Y mientras él se pasó la noche bregando con los nudos, Baynes y Meriem cabalgaron a toda velocidad hacia el norte, siguiendo la orilla del río. La muchacha había asegurado a Baynes que, con Tantor, Korak estaría a salvo en la jungla. A Meriem no se le ocurrió que «el matador» no pudiese romper sus ataduras. Un disparo de rifle de uno de los árabes había herido a Baynes y Meriem se proponía llevar al inglés a casa de Bwana, donde le atenderían adecuadamente.
—Luego —dijo la muchacha—, pediré a Bwana que me acompañe y volveremos en busca de Korak. Ha de venirse a vivir a con nosotros.

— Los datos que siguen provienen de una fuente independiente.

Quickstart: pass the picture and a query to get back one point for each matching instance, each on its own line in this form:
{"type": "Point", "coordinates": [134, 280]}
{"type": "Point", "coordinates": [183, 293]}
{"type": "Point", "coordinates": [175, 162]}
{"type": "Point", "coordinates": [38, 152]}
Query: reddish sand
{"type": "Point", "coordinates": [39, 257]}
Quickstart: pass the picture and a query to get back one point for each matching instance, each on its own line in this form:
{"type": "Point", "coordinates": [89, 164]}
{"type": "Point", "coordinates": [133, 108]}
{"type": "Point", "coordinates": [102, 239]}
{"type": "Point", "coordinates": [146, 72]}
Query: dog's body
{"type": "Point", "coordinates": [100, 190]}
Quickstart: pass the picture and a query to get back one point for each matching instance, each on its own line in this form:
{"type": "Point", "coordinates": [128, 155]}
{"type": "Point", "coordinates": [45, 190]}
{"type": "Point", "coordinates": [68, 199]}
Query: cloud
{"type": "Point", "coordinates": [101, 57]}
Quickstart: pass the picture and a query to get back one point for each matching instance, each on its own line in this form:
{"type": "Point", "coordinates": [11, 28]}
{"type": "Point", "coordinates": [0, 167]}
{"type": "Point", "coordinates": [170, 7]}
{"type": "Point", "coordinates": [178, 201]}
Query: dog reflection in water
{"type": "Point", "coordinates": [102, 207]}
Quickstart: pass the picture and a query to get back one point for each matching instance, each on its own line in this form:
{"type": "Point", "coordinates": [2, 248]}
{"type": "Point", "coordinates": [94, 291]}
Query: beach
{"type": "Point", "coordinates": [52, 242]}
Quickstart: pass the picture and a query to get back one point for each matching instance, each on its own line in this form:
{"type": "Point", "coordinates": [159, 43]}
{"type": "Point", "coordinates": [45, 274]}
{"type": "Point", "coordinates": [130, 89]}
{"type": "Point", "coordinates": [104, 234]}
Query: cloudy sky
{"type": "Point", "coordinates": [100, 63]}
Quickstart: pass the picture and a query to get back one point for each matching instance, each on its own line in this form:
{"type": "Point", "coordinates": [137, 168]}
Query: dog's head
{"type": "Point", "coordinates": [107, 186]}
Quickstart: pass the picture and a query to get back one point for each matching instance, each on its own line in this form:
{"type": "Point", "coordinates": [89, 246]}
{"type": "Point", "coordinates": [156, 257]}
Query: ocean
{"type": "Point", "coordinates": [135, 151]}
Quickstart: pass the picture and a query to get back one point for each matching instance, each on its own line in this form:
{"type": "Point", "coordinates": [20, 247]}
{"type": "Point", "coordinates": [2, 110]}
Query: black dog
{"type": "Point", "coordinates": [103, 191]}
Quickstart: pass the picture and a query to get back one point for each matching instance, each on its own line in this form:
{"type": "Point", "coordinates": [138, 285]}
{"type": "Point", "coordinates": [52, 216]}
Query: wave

Galoparon durante toda la noche y poco después de que naciera el nuevo día se encontraron de pronto con una patrulla que marchaba hacia el sur. La constituían el propio Bwana y un grupo de sus guerreros de lustrosa piel negra. Al ver a Baynes, las cejas de Bwana se enarcaron con gesto ceñudo, pero aguardó hasta haber escuchado la historia de Meriem, antes de expresar sin reservas la cólera que hervía en su pecho. Pero cuando la joven concluyó, el hombre parecía haber perdonado a Baynes. Otro asunto ocupaba su mente.
—¿Dices que encontraste a Korak? —preguntó—. ¿De verdad lo has visto?
—Sí —contestó Meriem—, le vi tan claramente como te estoy viendo a ti ahora. Y quiero que me acompañes, Bwana, y me ayudes a encontrarlo de nuevo.
—¿Tú también lo viste? —se dirigió Bwana al honorable Morison.
—Sí, señor —respondió Baynes—. Perfectamente.